The number of migrants attempting the perilous Mediterranean crossing has increased after the recent escalation of civil war in Libya.

July 10, 2019 by Peoples Dispatch
rescue boat Alan Kurdi malta

Malta received 44 migrants who were rescued from the Mediterranean Sea by the rescue boat Alan Kurdi on Tuesday, July 9. The rescue ship handed over the migrants to the Malta Coast Guards after it was denied permission to dock at the Lampedusa port in Italy. The migrants are now awaiting relocation to other European Union member states. Earlier on Sunday, the crew had handed over 65 migrants to the Maltese Army to take them ashore.

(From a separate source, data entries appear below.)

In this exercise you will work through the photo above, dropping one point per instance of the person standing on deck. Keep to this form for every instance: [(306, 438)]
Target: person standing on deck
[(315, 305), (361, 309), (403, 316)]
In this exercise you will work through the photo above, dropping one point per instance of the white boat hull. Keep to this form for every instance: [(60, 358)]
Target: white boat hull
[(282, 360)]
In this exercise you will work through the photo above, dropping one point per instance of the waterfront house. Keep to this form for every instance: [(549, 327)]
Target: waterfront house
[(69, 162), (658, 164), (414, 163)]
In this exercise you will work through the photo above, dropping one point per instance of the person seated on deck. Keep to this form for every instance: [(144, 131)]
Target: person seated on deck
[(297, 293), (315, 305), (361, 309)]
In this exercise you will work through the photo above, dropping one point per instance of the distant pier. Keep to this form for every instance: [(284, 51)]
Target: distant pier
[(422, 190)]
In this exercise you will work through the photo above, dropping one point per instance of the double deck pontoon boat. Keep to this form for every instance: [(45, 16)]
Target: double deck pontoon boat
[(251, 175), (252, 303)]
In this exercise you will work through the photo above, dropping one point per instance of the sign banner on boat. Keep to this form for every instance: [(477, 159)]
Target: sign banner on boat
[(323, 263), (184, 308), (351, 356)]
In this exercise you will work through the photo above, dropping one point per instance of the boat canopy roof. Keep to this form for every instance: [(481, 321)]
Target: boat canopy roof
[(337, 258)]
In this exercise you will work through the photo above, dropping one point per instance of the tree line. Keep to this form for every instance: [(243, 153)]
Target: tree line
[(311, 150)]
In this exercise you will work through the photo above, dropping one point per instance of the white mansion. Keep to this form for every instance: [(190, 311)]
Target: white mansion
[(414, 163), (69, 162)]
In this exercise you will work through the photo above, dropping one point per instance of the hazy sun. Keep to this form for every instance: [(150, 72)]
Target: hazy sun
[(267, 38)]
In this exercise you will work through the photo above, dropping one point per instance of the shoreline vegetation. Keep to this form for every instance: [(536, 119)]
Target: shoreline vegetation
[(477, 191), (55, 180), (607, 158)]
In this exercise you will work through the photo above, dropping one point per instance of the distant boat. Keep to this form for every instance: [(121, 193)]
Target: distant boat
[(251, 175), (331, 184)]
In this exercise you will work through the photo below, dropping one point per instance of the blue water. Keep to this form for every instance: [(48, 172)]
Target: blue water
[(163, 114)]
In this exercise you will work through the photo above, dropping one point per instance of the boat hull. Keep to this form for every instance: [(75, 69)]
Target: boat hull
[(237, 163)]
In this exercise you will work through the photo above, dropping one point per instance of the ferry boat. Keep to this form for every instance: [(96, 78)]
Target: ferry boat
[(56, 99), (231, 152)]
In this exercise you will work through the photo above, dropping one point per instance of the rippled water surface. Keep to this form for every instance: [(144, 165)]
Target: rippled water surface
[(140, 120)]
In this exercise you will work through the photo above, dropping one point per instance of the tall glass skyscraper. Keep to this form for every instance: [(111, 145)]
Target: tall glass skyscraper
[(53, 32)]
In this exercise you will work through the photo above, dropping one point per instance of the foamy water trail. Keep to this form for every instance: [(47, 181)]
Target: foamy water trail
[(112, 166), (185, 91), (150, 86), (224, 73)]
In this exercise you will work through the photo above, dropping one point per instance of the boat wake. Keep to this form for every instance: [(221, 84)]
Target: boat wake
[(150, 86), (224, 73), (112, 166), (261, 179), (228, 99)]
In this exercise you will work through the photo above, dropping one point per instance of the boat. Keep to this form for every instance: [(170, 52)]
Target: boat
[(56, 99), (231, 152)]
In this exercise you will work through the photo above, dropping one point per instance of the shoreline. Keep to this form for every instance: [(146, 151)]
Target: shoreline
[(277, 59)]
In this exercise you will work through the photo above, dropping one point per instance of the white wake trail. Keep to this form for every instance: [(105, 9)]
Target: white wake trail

The NGO Sea Eye that operates Alan Kurdi posted on Facebook, “On Sunday evening, the crew of the #alankurdi handed over 65 rescued to the Maltese Army. The crew immediately decided to return to the field. On Monday noon, the sea-eye crew received an emergency call. In coordination with the Maltese authorities, 44 people could be rescued from a wooden boat in the evening and brought to safety. Among the rescued are 4 women and 3 children. The youngest child is only 15 months old.”

Due to the escalation of the civil war in Libya, the flow of migrants crossing the Mediterranean on unseaworthy vessels has increased. On July 2, the risks that refugees face in Libya were highlighted when 53 people were killed in an airstrike, reportedly by Libyan militia, at the Tajoura migrant detention center in the east of Tripoli. On July 3, a boat carrying 86 people that departed from Libya capsized near the Tunisian coast.

The anti-immigrant policies of the far-right Italian interior minister Matteo Salvini have also aggravated the humanitarian crisis in the region. Salvini has closed Italian ports to migrant vessels and rescue ships.

The name of the rescue vessel Alan Kurdi was given as a tribute to a three-year-old Syrian boy who drowned in the Mediterranean Sea on September 2, 2015.